Kuleana even extended to social relations. In return for the taxes paid to work the land, the chief was expected to maintain harmony.
Kuleana, Connors realized, was a local value she had internalized as a child and held close throughout her life. “Growing up here, whether you’re native Hawaiian or not, it’s just something you’re taught,” she said. “What people call a circular economy, we call an island economy.”
In its own way, the Aloha+ Challenge dashboard provides an outlet for a geographic approach as vivid as any map. With the ahupuaʻa system in the distant past, the dashboard treats the state of Hawaiʻi as a kind of single massive ahupuaʻa. To look at the dashboard—to see the goals and the progress made—is to witness an island community striving to create and maintain balance.
So far, according to the dashboard, environmental goals, especially clean energy transformation, are where the state is making the most progress. Benchmarks for renewable electricity, average fuel use, greenhouse gas emissions, and overall fuel use are on track for the 2030 goal. For the natural resource management goal, the amount of watershed forest area is already nearing the target, though water conservation and reuse measures need improvement.
The more human-centered parts of the dashboard, particularly those measuring livability and resilience, reveal the elusiveness of kuleana in a complex global economy; not surprising in a state with one of the highest supplemental poverty rates (a metric that weighs cost of living) and the nation’s largest per capita unhoused population.
Look closely, and the dashboard even tells stories about Hawaiʻi’s history. The goal of increasing agricultural acreage and doubling local food production has lagged.
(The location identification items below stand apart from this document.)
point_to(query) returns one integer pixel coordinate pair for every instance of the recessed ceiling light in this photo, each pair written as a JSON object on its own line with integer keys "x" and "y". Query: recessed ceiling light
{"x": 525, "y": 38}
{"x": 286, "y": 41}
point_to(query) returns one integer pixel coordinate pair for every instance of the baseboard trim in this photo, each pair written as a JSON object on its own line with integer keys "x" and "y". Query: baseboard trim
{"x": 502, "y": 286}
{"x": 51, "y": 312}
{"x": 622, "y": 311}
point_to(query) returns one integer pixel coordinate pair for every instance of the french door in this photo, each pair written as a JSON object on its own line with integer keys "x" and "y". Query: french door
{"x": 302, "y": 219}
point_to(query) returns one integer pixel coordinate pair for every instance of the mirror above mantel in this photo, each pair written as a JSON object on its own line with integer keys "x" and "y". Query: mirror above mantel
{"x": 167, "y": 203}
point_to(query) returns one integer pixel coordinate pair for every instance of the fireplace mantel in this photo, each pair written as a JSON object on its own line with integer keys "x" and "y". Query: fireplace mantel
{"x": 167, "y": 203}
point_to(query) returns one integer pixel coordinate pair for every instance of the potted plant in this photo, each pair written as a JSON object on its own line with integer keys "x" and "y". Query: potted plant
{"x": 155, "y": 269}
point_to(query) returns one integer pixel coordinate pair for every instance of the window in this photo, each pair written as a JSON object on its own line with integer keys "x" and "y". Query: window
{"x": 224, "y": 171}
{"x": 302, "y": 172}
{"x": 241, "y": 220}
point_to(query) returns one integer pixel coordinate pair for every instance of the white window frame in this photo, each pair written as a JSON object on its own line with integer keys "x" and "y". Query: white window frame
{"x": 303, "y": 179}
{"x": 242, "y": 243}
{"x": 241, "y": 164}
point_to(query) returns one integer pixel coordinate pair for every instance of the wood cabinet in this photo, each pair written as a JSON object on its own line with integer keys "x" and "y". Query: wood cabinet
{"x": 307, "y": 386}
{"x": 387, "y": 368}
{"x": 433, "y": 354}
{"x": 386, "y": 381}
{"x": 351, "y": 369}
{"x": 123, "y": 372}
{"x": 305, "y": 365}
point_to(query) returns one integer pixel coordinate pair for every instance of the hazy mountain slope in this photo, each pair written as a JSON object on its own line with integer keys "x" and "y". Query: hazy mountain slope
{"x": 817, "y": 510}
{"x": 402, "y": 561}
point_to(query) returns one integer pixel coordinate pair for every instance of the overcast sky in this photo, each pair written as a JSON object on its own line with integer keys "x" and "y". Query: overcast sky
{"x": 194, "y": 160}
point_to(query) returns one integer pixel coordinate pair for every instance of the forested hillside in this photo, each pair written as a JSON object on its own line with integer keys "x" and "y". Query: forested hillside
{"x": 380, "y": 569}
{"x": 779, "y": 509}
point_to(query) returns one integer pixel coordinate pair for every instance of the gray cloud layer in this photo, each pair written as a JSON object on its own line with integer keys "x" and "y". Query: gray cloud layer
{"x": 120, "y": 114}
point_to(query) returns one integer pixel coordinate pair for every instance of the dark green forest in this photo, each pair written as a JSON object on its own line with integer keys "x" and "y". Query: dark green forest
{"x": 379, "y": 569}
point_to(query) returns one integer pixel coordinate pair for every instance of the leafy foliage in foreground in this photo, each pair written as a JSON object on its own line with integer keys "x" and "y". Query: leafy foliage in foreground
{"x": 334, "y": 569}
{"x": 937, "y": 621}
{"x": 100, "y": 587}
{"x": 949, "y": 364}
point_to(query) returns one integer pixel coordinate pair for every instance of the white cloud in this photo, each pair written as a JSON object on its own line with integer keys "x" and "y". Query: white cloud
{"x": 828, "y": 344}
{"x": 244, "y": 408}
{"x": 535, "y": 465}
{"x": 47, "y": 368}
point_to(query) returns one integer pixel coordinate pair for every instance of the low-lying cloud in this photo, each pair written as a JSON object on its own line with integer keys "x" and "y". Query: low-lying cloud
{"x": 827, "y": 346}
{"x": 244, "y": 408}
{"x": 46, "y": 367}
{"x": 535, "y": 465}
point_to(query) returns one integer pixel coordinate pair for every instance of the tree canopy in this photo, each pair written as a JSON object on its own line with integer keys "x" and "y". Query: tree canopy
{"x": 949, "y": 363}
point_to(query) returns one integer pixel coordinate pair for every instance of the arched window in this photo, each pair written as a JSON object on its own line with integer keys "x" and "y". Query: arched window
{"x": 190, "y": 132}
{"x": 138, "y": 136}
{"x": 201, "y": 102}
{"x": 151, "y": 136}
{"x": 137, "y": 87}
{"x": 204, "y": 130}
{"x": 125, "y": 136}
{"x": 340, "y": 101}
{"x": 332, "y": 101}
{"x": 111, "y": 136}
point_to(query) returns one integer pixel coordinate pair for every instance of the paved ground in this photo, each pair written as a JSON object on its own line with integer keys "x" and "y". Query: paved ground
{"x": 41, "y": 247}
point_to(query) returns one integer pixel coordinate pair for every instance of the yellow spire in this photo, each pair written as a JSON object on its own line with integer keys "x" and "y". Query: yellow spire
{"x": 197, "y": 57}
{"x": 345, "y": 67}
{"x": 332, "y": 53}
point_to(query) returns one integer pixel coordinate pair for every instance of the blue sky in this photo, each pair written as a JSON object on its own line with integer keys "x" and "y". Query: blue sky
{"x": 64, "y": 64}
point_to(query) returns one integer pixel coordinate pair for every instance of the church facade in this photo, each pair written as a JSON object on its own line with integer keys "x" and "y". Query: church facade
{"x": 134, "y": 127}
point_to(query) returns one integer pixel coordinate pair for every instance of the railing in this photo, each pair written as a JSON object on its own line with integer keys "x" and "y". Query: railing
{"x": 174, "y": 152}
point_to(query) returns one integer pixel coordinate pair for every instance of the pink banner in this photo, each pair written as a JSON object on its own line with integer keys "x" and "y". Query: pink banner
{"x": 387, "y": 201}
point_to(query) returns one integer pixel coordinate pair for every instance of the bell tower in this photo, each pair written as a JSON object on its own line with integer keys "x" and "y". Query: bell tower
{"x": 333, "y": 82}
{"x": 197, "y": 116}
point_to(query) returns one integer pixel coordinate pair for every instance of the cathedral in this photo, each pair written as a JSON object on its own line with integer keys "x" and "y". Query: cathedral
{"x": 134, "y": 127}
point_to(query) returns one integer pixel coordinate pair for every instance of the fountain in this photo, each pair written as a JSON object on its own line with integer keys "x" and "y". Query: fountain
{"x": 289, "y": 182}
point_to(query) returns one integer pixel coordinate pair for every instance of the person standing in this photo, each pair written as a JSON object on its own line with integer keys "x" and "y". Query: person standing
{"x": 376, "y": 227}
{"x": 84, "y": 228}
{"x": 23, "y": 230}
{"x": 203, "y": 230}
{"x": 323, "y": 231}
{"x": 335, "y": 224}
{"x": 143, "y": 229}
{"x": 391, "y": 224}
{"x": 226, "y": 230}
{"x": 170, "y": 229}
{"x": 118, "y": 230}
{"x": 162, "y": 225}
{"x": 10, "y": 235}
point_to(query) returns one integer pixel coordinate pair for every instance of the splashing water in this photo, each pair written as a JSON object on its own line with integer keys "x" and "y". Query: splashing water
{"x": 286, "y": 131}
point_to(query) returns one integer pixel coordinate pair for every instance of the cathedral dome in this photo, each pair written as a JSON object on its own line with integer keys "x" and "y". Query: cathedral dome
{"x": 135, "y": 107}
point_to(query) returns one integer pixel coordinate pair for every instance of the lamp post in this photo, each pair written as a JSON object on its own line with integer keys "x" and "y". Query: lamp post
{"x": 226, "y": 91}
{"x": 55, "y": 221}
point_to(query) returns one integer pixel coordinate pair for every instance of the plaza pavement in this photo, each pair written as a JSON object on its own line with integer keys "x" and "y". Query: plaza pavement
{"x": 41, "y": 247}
The reasons are complex, but partially reflect the many decades when most farmland was owned by a few large companies producing commodities, such as sugar and pineapple, primarily for export.
In 2018, a few years after the finalization of the SDGs, the UN decided a local approach was the best hope for achieving the goals by 2030. In the same way that island nations had set their own benchmarks years before the SDGs, it was important to let localities take the initiative in helping to reach global goals.
To highlight places where this approach was yielding strong dividends, the UN designated Local2030 hubs around the world, including cities in Sweden, Brazil, Japan, and the United Kingdom. Hawaiʻi Green Growth is the only Local2030 hub among North American nations, and the only island hub in the world.
HGG is currently helping to link islands across the globe, from Guam and Puerto Rico to Ireland and Grenada, as part of the Local2030 Islands Network. The goal, Connors explained, is “to see US leadership through an island lens.”
In 2014, the UN honored Thomas Remengesau, the Palau president whose example sparked the global island activisim that continues today, with its highest environmental accolade, the Champion of the Earth award.
“To solve the SDGs, I believe you need to think like an islander,” Connors said, before quoting an aphorism she attributes to Remengesau: “we’re all islanders on Island Earth.”